Whole genome sequencing is a novel diagnostic tool used to identify deep intronic regions with known pathogenic variants by sequencing the entire human genome. Approximately 10% of known pathogenic disease causing variants are outside the exon boundaries, which are undetected using whole exome sequencing (WES)1,2. The MNGenome can detect all nuclear sequencing variants and missing or duplicated genetic information from small indels to large copy number variations. In addition, MNG completely assess the mitochondrial genome for any changes in sequencing, depletion, deletion, and heteroplasmy. The novel aspect of the MNGenome® has the ability to detect repeat expansions across all known pathogenic loci. It provides a comprehensive approach to a diagnosis of genetic disorders and can assist in ending a patients’ diagnostic odyssey.

The MNGenome can be used if other methods such as WES and chromosomal microarray failed to provide diagnostic or prognostic insight into a patient’s condition, or suggest a therapeutic approach. Whole genome sequencing will increase the probability of a correct diagnosis and suitable treatment options.
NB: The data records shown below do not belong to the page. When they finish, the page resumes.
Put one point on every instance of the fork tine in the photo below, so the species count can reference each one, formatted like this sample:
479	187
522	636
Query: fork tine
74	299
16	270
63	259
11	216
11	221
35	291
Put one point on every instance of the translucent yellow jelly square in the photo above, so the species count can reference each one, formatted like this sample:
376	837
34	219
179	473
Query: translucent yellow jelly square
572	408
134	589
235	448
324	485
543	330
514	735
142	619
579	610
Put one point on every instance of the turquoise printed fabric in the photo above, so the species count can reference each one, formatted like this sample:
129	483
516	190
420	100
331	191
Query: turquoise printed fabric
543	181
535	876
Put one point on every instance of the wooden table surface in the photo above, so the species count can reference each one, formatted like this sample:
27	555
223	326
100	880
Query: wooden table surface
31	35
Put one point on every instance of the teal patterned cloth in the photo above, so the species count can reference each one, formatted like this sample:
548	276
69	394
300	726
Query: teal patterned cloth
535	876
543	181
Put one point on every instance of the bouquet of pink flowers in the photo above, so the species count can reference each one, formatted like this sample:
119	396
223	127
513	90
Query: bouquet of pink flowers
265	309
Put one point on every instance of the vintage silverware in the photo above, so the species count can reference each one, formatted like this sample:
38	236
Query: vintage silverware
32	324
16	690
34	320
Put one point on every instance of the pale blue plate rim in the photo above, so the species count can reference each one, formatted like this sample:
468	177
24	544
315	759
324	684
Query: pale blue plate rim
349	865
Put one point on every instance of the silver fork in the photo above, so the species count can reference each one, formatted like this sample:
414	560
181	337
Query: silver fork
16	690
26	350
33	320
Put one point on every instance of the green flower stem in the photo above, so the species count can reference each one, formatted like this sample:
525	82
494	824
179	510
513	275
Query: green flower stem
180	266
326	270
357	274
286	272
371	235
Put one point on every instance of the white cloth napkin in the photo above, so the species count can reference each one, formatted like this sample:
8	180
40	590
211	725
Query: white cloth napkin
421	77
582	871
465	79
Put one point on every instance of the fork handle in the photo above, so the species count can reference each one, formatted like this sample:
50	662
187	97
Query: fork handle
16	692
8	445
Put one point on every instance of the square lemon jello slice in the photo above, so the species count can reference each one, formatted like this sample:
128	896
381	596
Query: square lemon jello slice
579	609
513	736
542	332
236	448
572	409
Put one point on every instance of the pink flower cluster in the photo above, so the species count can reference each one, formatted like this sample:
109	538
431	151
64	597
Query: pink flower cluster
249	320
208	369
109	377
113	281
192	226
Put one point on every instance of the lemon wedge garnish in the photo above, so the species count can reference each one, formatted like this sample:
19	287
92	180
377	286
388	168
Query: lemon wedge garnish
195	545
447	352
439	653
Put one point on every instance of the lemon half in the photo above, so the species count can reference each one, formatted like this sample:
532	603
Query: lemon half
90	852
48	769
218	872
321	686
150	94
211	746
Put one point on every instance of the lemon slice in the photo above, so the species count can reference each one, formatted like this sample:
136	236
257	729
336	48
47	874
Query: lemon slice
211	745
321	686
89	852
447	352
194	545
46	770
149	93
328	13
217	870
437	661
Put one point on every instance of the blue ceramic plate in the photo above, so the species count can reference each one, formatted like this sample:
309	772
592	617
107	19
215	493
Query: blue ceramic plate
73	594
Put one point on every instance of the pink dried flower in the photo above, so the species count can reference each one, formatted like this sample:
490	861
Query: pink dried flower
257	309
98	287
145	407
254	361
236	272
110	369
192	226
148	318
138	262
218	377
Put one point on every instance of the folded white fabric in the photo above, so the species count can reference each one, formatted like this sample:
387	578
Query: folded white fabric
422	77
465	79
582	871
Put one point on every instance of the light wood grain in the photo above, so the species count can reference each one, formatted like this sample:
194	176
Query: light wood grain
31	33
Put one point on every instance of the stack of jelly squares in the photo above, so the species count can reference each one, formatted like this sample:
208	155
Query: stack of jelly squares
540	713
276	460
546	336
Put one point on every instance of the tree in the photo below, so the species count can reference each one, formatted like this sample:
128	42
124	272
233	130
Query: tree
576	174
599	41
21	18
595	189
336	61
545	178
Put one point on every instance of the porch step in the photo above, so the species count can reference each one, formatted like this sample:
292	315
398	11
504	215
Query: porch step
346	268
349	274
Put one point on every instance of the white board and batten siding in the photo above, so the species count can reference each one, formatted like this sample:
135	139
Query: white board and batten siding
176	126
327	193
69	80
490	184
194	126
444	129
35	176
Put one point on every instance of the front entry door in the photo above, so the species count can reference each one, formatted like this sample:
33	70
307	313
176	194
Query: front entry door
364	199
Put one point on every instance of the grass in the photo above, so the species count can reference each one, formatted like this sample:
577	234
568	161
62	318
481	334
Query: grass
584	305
MNG prefers that MNGenome samples are sent as trios to allow for better variant classification and actionable reports, but we do accept proband only testing.

Methodology and Technology of the MNGenome includes:

  • >99% of mappable regions of the genome are sequenced at >30X coverage
  • Pathogenic SNV detection across the entire genome
  • Mitochondrial sequencing, depletion, and deletion analysis with heteroplasmy assessment
  • Single nucleotide resolution copy number analysis with junction identification
  • Uniparental disomy detection
  • Repeat expansion screening with confirmation by alternative technology where applicable
  • Turnaround time of 6-8 weeks
Genome
  1. MNG Laboratories internal study. Variants outside of Whole Exome Sequencing capture.
  2. Meienberg J, Bruggmann R, Oexle K, Matyas G. Clinical sequencing: is WGS the better WES? Human Genetics. 2016;135(3):359-362. doi:10.1007/s00439-015-1631-9.